For her, the best gift was receiving a Jello shot delivery from a friend each time she had a cancer diagnosis, Benditt recalled.
“It tops Balm Box, but only by a hair, because it acknowledges ‘This sucks. It’s stupid,’” she said of cancer. “And Jello shots sometimes are the only answer, even when you’re in your 50s.”
The flowers and trinkets most people send also are well-meaning, she noted, but not what patients need at the time.
“What I really needed were burn salves and an ice pack that wouldn’t leak through my clothes,” she continued. “I wanted lotion and stuff to do, because I was tired and couldn’t function — my brain was broken — but you’re still awake. It’s not like I’m sleeping 12 hours a day.”
That’s where Balm Box comes in, Benditt explained.
The thoughtful boxes are packed with practical items — like game books, scent-free lotion, an anti-nausea acupressure wristband, a seat-belt pillow, a coloring book with pencils, and sweat-free ice packs — to support cancer patients through chemo, radiation, surgery, and recovery.
The company also offers patent-pending surgical drain holders, which she developed after her breast surgery in 2023 when she had to figure out a way to shower with dignity.
“Cancer patients rate functional things like lotion and blankets five times higher than teddy bears and tote bags,” she said of a survey she conducted before starting the business. “Seventy percent of adults have bought a gift for a cancer patient in the past 18 months, but they’re buying food, flowers, and trinkets.”
“So the survey showed this huge gap between what people want or need and what they’re actually getting,” she added. “Balm Box was the idea to close that gap.”

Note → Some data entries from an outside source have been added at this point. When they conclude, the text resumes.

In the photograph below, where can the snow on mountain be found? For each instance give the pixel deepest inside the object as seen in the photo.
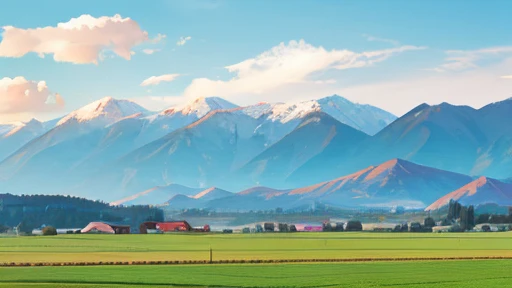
(200, 107)
(181, 201)
(212, 194)
(157, 125)
(88, 119)
(479, 192)
(317, 131)
(103, 112)
(365, 118)
(157, 195)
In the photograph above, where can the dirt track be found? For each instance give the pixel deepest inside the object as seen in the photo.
(203, 262)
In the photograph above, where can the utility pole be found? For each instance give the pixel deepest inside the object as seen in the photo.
(211, 258)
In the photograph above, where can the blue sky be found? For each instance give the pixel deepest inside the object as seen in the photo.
(225, 33)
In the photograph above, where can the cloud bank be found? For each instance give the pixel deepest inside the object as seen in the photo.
(155, 80)
(285, 64)
(19, 95)
(183, 40)
(80, 40)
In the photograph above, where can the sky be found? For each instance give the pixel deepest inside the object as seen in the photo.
(60, 55)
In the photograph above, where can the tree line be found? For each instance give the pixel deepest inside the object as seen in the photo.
(29, 212)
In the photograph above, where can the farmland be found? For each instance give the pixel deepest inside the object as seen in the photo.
(346, 245)
(372, 274)
(72, 248)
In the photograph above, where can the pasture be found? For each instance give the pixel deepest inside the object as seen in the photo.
(485, 273)
(167, 247)
(345, 245)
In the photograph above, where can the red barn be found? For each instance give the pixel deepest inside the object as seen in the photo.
(108, 228)
(173, 226)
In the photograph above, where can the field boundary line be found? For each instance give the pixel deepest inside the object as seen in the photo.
(252, 261)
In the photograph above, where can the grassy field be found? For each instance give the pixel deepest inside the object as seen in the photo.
(90, 248)
(73, 248)
(467, 274)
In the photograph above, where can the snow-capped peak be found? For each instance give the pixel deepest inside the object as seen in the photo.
(103, 112)
(201, 106)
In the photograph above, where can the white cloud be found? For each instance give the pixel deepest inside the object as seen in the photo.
(474, 88)
(328, 81)
(159, 37)
(378, 39)
(19, 95)
(285, 64)
(150, 51)
(158, 103)
(155, 80)
(183, 40)
(459, 60)
(80, 40)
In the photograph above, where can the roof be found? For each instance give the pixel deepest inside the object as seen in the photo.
(102, 226)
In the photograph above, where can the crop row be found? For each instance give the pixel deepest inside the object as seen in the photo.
(252, 261)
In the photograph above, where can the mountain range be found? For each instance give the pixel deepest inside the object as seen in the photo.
(114, 149)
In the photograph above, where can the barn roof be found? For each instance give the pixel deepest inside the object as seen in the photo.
(102, 227)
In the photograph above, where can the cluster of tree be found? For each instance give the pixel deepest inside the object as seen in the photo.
(31, 212)
(49, 230)
(461, 215)
(333, 227)
(3, 228)
(493, 219)
(401, 228)
(354, 225)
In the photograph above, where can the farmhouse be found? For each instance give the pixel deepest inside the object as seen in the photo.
(108, 228)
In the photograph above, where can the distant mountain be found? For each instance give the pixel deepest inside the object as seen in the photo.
(393, 183)
(199, 155)
(43, 158)
(316, 133)
(479, 192)
(14, 136)
(447, 137)
(157, 195)
(197, 201)
(158, 125)
(366, 118)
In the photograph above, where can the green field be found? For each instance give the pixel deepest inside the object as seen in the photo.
(72, 248)
(91, 248)
(492, 273)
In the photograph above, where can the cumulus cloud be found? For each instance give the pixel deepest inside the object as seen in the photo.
(378, 39)
(328, 81)
(158, 103)
(19, 95)
(459, 60)
(159, 37)
(286, 64)
(155, 80)
(150, 51)
(80, 40)
(183, 40)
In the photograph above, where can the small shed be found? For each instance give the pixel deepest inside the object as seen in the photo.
(107, 228)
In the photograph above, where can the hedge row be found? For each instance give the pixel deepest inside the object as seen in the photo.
(183, 262)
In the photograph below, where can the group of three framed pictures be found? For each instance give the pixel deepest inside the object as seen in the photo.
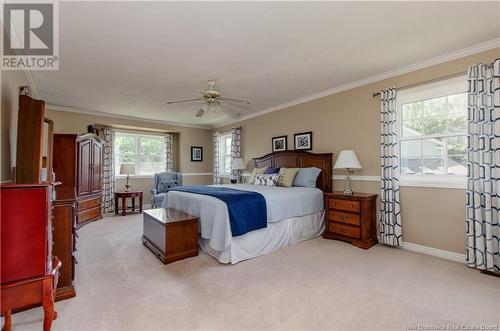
(302, 141)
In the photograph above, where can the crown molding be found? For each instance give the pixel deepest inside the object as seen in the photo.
(485, 46)
(127, 117)
(495, 43)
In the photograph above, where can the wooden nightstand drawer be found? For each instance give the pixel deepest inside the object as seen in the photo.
(344, 230)
(348, 218)
(347, 205)
(351, 218)
(88, 204)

Benditt first had the idea for the functional boxes in 2017 when she had breast cancer for the first time. She had to endure a lumpectomy and 35 rounds of radiation that caused her skin to turn purple and fall off in chunks, she said.
“Chemo is worse, but, man, that sucked,” she explained. “All these friends and family wanted to do something. I received so much pink shit. The only thing I did with those teddy bears is gave them to (my dog) Maggie to chew up, which gave me some visual pleasure. It’s so well meaning, but it’s just landfill.”
“But I’m just constantly grateful for how much support I had,” she added.
Even before the pandemic hit, she started saving up to launch Balm Box. When she was laid off in 2020 and KU reached out to her about teaching, she knew it was time to make the leap.
“The moons aligned,” she acknowledged. “I was like, ‘OK, it’s meant to be.’”
In 2024, after outgrowing her guest room, garage, and dining room, Benditt moved Balm Box into an office space in Overland Park.
“My husband was like, ‘I love you, but get out; this is not a place of business,” she recalled. “And I was like, ‘Fair.’”
“In all that time, we’ve just been growing, growing, growing,” she added. “There’s been a lot to deal with beyond my health — all of the tariff crazy and now the fuel crazy — but you gotta just zig and zag.”
Now that she’s cancer-free — “knock on wood, that’s it,” she noted — Benditt has her sights set on acquiring an East Coast competitor and finding local hospitals to partner with for her drain holders.